#LeetCode刷题之#589-N叉树的前序遍C历(N-ary Tree Preorder Traversal)

#LeetCode刷题之#589-N叉树的前序遍C历(N-ary Tree Preorder Traversal)

问题

给定一个 N 叉树,返回其节点值的前序遍历

例如,给定一个 3叉树 :

#LeetCode刷题之#589-N叉树的前序遍C历(N-ary Tree Preorder Traversal)

返回其前序遍历: [1,3,5,6,2,4]

说明: 递归法很简单,你可以使用迭代法完成此题吗?

Given an n-ary tree, return the preorder traversal of its nodes’ values.

 For example, given a 3-ary tree:

 Return its preorder traversal as: [1,3,5,6,2,4].

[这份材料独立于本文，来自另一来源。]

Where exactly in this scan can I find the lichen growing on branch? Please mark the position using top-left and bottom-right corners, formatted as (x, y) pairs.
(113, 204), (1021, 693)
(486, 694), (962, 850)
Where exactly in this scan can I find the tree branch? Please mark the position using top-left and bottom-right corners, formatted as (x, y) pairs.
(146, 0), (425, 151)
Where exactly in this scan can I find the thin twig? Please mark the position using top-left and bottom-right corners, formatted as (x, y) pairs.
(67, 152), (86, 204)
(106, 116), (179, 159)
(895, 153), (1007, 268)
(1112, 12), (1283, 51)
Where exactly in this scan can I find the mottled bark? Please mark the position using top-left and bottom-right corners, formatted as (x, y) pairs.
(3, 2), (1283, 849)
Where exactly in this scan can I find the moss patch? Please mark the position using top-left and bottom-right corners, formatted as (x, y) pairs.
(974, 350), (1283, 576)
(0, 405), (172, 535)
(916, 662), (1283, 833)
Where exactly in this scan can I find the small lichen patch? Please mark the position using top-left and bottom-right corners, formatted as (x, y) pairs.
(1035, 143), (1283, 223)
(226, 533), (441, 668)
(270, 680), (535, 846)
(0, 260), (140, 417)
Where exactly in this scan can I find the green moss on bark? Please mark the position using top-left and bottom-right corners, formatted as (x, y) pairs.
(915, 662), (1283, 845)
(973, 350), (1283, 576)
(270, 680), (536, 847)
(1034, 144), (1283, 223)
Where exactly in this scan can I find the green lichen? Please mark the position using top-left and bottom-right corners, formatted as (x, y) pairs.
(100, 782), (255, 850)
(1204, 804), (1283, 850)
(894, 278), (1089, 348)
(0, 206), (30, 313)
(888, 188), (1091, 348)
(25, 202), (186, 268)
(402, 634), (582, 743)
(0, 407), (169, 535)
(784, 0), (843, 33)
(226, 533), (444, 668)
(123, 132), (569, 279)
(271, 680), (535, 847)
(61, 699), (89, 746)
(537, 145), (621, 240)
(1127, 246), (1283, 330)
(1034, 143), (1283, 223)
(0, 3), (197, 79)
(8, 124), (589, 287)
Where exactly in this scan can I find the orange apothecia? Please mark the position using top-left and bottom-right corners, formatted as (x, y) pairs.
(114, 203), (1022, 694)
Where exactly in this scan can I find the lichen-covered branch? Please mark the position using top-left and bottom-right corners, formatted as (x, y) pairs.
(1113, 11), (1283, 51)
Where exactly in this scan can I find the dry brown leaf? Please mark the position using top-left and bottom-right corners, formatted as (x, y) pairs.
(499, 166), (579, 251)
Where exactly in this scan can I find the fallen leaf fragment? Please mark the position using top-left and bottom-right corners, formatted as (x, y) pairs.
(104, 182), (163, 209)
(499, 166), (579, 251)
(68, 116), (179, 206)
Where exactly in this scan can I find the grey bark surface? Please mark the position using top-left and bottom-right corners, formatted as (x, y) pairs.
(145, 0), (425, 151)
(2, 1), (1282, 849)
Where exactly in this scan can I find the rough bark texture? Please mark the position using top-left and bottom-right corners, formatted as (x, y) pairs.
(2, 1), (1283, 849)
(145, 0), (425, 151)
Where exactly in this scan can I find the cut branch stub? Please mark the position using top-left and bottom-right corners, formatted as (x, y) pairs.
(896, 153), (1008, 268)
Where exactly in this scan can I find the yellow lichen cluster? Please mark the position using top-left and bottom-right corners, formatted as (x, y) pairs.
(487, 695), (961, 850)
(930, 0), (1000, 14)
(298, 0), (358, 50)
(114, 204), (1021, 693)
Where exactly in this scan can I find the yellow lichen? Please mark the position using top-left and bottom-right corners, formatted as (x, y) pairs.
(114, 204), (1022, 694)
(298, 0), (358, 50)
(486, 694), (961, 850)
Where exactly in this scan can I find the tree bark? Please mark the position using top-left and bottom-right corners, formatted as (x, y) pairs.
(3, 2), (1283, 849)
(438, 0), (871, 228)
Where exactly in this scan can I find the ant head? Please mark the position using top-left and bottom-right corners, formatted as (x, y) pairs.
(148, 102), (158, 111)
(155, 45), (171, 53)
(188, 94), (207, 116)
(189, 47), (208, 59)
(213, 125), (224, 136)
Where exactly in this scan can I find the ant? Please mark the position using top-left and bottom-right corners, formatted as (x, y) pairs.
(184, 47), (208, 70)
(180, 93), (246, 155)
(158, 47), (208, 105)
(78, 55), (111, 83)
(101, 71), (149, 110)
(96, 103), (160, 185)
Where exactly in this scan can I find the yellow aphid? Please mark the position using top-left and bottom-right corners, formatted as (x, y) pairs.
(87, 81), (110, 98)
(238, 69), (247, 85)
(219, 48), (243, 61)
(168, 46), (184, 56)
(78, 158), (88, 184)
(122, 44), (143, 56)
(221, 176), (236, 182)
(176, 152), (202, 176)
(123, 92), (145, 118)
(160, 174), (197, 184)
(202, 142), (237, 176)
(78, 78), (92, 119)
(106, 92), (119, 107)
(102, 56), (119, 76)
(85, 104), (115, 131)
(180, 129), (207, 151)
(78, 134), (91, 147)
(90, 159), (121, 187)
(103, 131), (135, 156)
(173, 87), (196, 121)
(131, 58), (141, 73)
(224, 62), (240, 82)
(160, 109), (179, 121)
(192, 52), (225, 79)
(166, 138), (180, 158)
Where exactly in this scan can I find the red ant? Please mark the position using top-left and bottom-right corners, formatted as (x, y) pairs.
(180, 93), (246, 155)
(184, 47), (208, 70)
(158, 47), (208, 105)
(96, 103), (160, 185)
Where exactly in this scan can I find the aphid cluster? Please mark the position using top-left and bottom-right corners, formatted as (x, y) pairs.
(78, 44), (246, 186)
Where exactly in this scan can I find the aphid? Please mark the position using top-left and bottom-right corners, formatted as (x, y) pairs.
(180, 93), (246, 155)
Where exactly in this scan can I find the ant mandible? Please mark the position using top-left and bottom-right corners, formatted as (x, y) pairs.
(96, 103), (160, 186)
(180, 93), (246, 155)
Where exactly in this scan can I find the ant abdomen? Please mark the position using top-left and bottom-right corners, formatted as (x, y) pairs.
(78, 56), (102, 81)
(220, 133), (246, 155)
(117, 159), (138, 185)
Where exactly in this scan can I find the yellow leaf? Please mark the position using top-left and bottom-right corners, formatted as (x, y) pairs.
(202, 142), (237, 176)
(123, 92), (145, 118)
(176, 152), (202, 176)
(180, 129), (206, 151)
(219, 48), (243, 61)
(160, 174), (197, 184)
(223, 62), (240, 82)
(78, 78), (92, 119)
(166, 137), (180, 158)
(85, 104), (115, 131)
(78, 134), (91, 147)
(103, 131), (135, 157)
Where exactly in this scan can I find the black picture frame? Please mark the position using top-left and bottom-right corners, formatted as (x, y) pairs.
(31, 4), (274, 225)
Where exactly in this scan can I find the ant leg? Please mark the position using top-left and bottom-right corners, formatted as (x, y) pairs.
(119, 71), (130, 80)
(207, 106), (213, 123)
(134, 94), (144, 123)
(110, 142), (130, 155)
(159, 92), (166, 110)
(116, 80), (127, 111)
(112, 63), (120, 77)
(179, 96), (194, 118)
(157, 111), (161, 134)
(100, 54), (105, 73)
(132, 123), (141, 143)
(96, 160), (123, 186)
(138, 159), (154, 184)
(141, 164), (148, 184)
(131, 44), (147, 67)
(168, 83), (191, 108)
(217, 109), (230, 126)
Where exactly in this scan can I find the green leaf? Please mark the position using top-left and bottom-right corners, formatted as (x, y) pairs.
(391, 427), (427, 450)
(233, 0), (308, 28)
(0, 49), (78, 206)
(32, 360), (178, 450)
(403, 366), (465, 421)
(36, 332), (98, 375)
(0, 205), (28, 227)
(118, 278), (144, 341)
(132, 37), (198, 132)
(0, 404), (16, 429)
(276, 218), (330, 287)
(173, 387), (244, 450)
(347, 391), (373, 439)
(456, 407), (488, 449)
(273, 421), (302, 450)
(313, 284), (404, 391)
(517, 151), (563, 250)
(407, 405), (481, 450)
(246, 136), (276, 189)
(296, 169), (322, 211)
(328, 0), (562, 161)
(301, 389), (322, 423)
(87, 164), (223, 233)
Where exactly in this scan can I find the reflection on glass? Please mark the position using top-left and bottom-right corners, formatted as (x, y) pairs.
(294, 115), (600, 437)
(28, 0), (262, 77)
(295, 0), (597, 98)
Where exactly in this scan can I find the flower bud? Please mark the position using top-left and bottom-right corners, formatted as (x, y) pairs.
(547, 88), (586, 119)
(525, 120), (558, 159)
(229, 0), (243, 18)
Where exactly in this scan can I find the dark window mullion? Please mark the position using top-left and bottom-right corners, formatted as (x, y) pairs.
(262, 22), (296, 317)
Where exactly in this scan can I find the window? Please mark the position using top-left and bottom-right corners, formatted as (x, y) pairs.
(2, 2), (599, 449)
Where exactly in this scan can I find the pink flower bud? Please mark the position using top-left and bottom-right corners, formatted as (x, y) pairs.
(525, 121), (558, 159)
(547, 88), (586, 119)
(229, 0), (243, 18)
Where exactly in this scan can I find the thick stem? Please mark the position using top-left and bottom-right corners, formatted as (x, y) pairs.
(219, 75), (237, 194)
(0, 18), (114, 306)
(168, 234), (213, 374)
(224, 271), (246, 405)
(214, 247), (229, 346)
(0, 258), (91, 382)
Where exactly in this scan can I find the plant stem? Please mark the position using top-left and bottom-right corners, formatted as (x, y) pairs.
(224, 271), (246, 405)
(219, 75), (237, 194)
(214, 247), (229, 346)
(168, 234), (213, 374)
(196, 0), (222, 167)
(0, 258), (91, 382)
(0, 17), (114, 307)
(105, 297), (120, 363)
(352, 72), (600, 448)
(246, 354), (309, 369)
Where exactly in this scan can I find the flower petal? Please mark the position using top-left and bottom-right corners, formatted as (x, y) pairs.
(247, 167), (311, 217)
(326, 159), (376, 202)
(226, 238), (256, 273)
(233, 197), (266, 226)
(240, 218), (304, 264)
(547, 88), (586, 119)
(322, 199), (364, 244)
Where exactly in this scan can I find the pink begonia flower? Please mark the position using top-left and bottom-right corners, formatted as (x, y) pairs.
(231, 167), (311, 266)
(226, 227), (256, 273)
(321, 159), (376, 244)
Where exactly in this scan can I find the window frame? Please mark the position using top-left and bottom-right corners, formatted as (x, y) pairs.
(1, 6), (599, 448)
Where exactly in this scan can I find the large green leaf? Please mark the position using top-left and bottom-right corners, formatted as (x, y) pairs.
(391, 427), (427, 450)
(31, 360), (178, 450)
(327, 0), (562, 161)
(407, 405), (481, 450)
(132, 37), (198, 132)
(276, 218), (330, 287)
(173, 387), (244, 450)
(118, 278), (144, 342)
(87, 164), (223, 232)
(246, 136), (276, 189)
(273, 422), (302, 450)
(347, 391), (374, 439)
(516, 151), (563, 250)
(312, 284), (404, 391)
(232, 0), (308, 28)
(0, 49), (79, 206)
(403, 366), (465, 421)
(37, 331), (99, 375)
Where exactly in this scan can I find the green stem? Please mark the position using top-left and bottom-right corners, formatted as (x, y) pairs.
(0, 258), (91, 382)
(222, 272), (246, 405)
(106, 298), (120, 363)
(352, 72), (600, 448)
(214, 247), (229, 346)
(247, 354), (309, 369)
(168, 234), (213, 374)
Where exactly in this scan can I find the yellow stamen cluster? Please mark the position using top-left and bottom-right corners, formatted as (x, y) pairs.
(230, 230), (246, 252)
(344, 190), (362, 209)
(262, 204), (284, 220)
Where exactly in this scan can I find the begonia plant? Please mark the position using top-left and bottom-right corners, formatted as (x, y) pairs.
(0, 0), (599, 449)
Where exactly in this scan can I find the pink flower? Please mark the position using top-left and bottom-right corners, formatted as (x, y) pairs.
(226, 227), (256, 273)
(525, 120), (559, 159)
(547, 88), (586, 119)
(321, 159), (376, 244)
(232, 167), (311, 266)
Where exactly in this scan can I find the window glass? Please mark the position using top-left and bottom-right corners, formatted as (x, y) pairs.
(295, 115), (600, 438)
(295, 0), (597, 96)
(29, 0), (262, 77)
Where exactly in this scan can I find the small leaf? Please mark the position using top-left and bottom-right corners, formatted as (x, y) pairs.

 Note: Recursive solution is trivial, could you do it iteratively?

示例

public class Program {

    public static void Main(string[] args) {
        var root = new Node(1,
                new List<Node> {
                new Node(3, new List<Node> {
                    new Node(5, null),
                    new Node(6, null)
                }),
                new Node(2, null),
                new Node(4, null)
            });

        var res = Preorder(root);
        ShowArray(res);

        res = Preorder2(root);
        ShowArray(res);

        Console.ReadKey();
    }

    private static void ShowArray(IList<int> array) {
        foreach(var num in array) {
            Console.Write($"{num} ");
        }
        Console.WriteLine();
    }

    public static IList<int> Preorder(Node root) {
        var list = new List<int>();
        Pre(root, ref list);
        return list;
    }

    public static void Pre(Node root, ref List<int> list) {
        if(root == null) return;
        list.Add(root.val);
        if(root.children == null) return;
        foreach(var child in root.children) {
            Pre(child, ref list);
        }
        return;
    }

    public static IList<int> Preorder2(Node root) {
        var list = new List<int>();
        if(root == null) return list;
        var stack = new Stack<Node>();
        stack.Push(root);
        while(stack.Any()) {
            var pop = stack.Pop();
            list.Add(pop.val);
            if(pop.children != null) {
                for(var i = pop.children.Count() - 1; i >= 0; i--)
                    stack.Push(pop.children[i]);
            }
        }
        return list;
    }

    public class Node {
        public int val;
        public IList<Node> children;
        public Node() { }
        public Node(int _val, IList<Node> _children) {
            val = _val;
            children = _children;
        }
    }

}

以上给出2种算法实现,以下是这个案例的输出结果:

1 3 5 6 2 4
1 3 5 6 2 4

分析:

显而易见,以上2种算法的时间复杂度均为: O(n)​ 。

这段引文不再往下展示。